Mesdames, Messieurs,

Chaque année, en France, 50 000 personnes décèdent d’une fibrillation cardiaque, également appelée la « mort subite de l’adulte ».

Lorsqu’une personne est confrontée à ce malaise cardiaque, son entourage dispose d’environ quatre minutes pour intervenir. Au delà de ce délai, les chances de survie de la victime sont quasi inexistantes et la fibrillation conduit, assurément à la mort.

À ce jour, seul le défibrillateur entièrement automatique permet de conserver des chances de survie, dans ce délai très court. En effet, quels que soient les efforts des secours, le temps d’intervention est trop long pour espérer arriver à temps et sauver la victime.

Le défibrillateur est un ordinateur qui, par l’intermédiaire de deux électrodes appliquées sur le thorax de la victime, enregistre et analyse le rythme cardiaque. S’il détecte une fibrillation ventriculaire, l’appareil active sa fonction de défibrillation et se prépare à délivrer le choc électrique.
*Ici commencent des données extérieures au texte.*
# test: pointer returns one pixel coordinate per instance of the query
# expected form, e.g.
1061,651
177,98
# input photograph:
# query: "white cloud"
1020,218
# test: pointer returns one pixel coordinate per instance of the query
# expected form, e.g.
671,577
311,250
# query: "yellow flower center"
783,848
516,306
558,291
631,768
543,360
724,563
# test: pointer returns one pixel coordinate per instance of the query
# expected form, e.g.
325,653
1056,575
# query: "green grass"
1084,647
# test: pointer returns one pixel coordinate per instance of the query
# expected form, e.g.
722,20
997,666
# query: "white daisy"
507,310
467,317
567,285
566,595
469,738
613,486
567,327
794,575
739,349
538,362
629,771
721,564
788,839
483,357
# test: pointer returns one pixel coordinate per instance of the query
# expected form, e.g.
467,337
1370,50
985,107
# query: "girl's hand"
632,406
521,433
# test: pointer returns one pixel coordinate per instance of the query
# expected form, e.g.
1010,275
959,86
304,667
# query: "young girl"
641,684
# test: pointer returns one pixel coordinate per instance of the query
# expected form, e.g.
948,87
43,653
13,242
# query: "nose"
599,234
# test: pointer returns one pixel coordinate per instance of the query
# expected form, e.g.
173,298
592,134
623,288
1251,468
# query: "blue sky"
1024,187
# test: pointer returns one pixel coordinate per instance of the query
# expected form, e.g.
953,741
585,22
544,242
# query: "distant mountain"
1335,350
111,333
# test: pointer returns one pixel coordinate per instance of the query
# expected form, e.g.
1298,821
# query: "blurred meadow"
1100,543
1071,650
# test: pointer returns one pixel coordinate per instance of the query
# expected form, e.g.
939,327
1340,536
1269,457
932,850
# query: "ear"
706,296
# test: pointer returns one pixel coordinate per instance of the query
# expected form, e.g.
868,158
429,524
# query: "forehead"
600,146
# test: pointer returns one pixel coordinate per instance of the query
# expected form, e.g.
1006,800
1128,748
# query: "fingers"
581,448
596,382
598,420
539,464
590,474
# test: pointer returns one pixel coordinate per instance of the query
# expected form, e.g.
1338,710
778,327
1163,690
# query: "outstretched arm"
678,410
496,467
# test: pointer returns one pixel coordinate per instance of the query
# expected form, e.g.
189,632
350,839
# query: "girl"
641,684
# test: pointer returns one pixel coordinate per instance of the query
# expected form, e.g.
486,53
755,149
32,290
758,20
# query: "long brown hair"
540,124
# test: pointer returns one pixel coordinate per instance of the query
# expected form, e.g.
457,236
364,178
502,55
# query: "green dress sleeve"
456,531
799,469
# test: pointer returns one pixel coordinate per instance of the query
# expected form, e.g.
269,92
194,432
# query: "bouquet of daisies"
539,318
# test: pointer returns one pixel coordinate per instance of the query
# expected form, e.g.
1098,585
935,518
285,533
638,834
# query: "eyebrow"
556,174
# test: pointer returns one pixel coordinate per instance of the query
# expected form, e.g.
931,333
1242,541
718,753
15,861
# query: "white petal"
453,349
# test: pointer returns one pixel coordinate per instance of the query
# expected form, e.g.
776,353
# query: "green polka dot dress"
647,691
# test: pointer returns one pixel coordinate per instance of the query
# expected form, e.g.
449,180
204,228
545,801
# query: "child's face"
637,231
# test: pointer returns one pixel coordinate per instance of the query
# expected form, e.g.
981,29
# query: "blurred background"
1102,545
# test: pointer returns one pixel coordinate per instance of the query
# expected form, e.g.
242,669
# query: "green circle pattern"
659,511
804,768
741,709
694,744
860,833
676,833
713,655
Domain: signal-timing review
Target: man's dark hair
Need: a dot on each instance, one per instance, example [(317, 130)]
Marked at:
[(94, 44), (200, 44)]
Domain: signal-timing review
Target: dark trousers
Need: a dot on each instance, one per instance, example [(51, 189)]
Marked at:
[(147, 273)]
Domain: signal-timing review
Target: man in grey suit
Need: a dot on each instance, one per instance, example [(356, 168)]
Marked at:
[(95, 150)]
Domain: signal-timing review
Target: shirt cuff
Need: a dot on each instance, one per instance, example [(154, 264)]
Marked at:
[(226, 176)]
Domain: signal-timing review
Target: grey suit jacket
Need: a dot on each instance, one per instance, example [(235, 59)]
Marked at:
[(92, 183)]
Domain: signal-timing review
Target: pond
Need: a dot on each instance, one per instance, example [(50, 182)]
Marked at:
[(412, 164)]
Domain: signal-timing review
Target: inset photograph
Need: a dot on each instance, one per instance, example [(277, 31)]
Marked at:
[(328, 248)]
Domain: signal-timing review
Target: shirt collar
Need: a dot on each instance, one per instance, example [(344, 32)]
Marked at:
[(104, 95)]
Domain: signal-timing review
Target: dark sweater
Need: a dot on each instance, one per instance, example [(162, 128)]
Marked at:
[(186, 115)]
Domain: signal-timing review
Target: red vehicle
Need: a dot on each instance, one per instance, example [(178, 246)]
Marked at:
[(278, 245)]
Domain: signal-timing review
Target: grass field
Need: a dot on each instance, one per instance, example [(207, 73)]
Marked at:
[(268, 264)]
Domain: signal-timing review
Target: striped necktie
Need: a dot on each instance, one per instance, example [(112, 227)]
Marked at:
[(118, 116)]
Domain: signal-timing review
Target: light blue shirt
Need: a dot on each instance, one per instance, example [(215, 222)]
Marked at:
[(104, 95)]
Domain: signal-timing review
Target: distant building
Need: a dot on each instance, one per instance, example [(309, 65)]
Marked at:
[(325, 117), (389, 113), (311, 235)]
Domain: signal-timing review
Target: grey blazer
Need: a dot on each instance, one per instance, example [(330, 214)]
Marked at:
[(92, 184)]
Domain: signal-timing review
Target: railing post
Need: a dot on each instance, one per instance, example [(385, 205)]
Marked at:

Désormais automatique et simple d’usage, le défibrillateur est utilisable par tous et le recours à cet appareil ne peut être considéré comme un acte médical, mais comme un geste citoyen.

Installé dans plus de 200 communes du département du Nord, il apparaît cependant que le défibrillateur cardiaque entièrement automatique est encore aujourd’hui insuffisamment connu, alors que la situation d’urgence dans laquelle son usage est nécessaire, requiert une connaissance minimale de son mode d’emploi, afin d’éviter toute panique inutile et nuisible aux chances de survie de la victime.

Il est donc indispensable que chacun soit capable d’utiliser aisément le défibrillateur.

La présente proposition de loi prévoit d’instaurer une initiation à l’utilisation du défibrillateur entièrement automatique, au cours de la journée d’appel à la défense, et dont le prestataire pédagogique sera fixé par décret.

Cette journée obligatoire pour tous les jeunes citoyens français étant déjà pourvue d’une formation aux premiers secours, il est important de compléter ce dispositif et de sensibiliser, au plus tôt, les jeunes générations à l’utilisation du défibrillateur et de leur permettre d’accomplir, en cas de nécessité, ce geste citoyen permettant d’éviter un grand nombre de décès.

Nous vous demandons donc, Mesdames, Messieurs, de bien vouloir adopter cette proposition de loi.

PROPOSITION DE LOI

Article 1er

Le premier alinéa de l’article L. 114-3 du code du service national, est complété par les mots :

« Comprenant une initiation à l’utilisation du défibrillateur entièrement automatique, dont le prestataire pédagogique sera fixé par décret ».

Article 2

Les charges qui pourraient résulter pour l’État de l’application de la présente loi sont compensées à due concurrence par la création d’une taxe additionnelle aux droits prévus aux articles 575 et 575 A du code général des impôts.